Part One:- We have been fortunate enough to have hosted many different visiting locos at Apedale. All of these are clues which lead to the name of a visiting loco. In all cases, the locos were unloaded onto the railway and spent at least one night on site. Bonus marks for extra details on the locos.
One imagines he likes Guinness.
Mrs Fawlty and someone looking for a maternity unit at this time of year.
Captain Beaky’s nemesis.
Mel Gibson’s road warrior, but not insane.
As Manuel would put it whilst looking at the church tower “No, Mr Fawlty, isno a hooter, ………..”
Monarch in search of the Holy Grail (well, I never voted for him…..)
French General in World War One
Home of Rimmer and The Cat
According to Michael Jackson, this loco was dirty.
Part Two:- Logic and maths puzzles. Some of these come from the weekly school newsletter from my daughter’s school. She is 12, so you should be able to solve these in the blink of an eye.
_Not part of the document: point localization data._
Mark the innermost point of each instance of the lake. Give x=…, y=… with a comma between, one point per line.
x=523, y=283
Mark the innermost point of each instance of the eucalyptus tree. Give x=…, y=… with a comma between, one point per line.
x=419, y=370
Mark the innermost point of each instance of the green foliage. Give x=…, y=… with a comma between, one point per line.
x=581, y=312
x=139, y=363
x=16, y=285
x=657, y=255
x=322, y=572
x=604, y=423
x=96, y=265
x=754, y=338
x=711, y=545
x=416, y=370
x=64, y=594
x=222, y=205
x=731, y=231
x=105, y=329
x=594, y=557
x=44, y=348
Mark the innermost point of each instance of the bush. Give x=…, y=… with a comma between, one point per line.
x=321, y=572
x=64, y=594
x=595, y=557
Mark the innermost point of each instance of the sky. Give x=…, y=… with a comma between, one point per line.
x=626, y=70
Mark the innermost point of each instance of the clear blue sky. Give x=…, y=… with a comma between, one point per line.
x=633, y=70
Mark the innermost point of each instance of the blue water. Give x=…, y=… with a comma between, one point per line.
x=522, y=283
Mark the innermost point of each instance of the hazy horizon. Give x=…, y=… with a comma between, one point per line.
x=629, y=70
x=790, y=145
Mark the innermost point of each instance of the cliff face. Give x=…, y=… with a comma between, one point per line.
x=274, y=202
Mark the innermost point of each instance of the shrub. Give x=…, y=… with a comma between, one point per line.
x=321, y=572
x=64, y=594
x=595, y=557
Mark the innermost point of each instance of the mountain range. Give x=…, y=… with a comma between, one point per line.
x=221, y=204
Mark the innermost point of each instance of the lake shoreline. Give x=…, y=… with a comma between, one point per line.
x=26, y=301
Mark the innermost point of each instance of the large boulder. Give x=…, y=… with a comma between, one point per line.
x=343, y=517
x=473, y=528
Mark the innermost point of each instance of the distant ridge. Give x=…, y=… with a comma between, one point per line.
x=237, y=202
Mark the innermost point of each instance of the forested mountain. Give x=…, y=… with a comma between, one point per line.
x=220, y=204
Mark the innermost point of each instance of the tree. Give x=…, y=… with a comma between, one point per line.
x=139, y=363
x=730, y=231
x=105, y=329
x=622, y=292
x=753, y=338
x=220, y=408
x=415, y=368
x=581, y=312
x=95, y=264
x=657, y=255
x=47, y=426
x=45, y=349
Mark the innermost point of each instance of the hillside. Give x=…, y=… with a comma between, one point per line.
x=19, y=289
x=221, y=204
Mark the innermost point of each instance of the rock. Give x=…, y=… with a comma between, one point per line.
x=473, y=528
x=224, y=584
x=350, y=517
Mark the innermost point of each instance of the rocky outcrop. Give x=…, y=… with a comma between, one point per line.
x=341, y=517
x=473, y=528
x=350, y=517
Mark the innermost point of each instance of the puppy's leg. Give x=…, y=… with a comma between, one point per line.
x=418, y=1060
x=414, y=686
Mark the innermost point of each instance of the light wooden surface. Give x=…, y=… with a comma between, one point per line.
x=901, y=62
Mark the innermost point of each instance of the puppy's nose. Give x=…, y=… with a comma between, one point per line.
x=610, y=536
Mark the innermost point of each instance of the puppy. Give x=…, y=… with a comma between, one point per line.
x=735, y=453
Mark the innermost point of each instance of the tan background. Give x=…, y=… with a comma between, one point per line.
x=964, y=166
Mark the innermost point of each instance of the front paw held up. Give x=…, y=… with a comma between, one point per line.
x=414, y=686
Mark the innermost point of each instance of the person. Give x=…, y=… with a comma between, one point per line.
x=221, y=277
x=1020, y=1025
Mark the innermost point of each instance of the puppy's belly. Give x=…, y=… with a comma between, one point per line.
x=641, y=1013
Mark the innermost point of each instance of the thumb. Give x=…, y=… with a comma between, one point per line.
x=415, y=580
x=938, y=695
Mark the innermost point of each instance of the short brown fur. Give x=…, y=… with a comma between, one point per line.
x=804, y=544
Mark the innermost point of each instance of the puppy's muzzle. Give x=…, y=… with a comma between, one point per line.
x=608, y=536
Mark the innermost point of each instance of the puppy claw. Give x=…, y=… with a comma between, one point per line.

In all cases, you must show your working. Professional mathematicians are excluded from the 2nd question.
You have to cross a rickety bridge. Crossing the bridge is your only option. It is pitch dark, and you have one torch. Crossing without a torch is certain death. The bridge is weak, and can only carry two people at a time. Your group has four in it; one person will take ten minutes to cross, another will take five minutes, another two minutes and the last member of the party takes only one minute.
What is the minimum time to get all four members of the party across the bridge?
At the school concert there were mince pies for everyone. One huge tray I saw if the pies were divided into 2 equal piles there would have been one left over. But if the same pies were put into 3 equal piles, there would have been one left over. To my surprise, 4 equal piles gave a remainder of 1, five piles had one left over, and the pies when shared into six piles also had one mince pie left over. What was the smallest number of mince pies there could have been on the tray?
I have just moved to Chesterton, and need to get my hair cut. There are just two barbers in the village. Barber A is always smart and neat with neatly trimmed and cut hair. Barber B, by comparison, always looks dishevelled with a very poor hair cut. Which barber should I use?
At a party, there are eight children. Each child has brought a toy car with them. The cars get mixed up. At hometime, a parent randomely gives a car to each child. What is the likelihood that exactly seven children (no more, no less) get the correct car?
My watch has broken, so I take it to be mended. But the mender is a fool. When I get it back, it shows 6.15 instead of 3.30, and when it’s really 4.45 it shows 9.20. What did the mender do wrong?
Part Three:- A few nice, easy, transport related questions.
In which city is Flinders Street station?
The only station name common to the London Underground and the Paris Metro?
What links John Lennon, Lech Walesa, George Best, Charles de Gaulle and Bob Hope?
I’m at West Street and want to go to St Enoch. I can travel in two directions and never change trains. What track gauge is the railway?
I used to be split, but not now. Some of me is large, some of me is small, but all of me is yellow. What am I?
As ever, there are no prizes other than a smug afterglow. Submit your entries to Simon’s e-mail address as shown in Moseley Matters.
Finally, and most importantly, a happy Christmas and a peaceful 2018 to one and all.
UPDATE 23/12:- It has just been pointed out that Simon’s e-mail address is NOT shown in the latest MM – so please send your entries to the address here (go to Contacts).
I should report that a team formed of the finest minds the Trust can offer has had a go, and eventually answered all the questions. However, they needed a LOT of help with the bridge question, the toy car question and the final “all of me is yellow” question – so no prizes awarded just yet. Not that are any prizes, you understand.